A PATH INDEPENDENT INTEGRAL AND THE APPROXIMATE ANALYSIS OF STRAIN CONCENTRATION BY NOTCHES AND CRACKS

Abstract

An integral is exhibited which has the same value for all paths surrounding a class of notches in two-dimensional deformation fields of linear or non-linear elastic materials. The integral may be evaluated almost by inspection for a few notch configurations. Also, for materials of the elastic- plastic type (treated through a deformation rather than incremental formulation) , with a linear response to small stresses followed by non-linear yielding, the integral may be evaluated in terms of Irwin's stress intensity factor when yielding occurs on a scale small in comparison to notch size. On the other hand, the integral may be expressed in terms of the concentrated deformation field in the vicinity of the notch tip. This implies that some information on strain concentrations is obtainable without recourse to detailed non-linear analyses. Such an approach is exploited here.
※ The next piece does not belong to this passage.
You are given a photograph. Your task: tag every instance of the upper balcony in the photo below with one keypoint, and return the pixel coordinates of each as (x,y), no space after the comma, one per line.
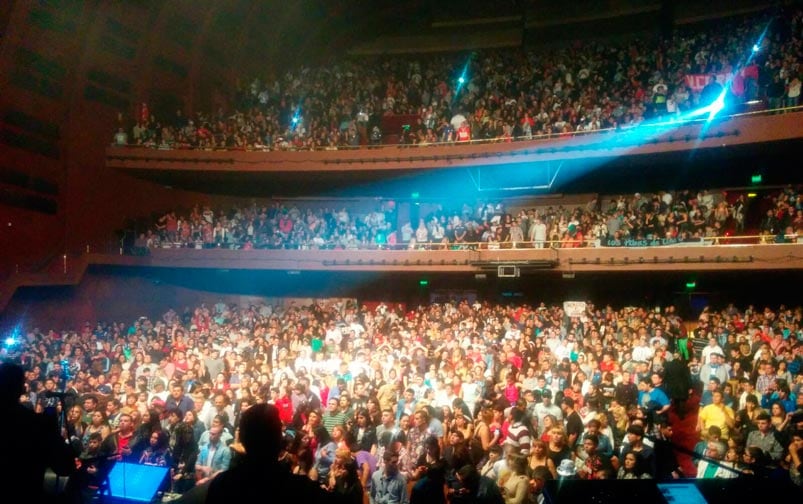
(540,163)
Applications are made to: Approximate estimates of strain concentrations at smooth ended notch tips in elastic and elastic-plastic materials, A general solution for crack tip separation in the Barenblatt-Dugdale crack model, leading to a proof of the identity of the Griffith theory and Barenblatt cohesive theory for elastic brittle fracture and to the inclusion of strain hardening behavior in the Dugdale model for plane stress yielding, and An approximate perfectly plastic plane strain analysis, based on the slip line theory, of contained plastic deformation at a crack tip and of crack blunting.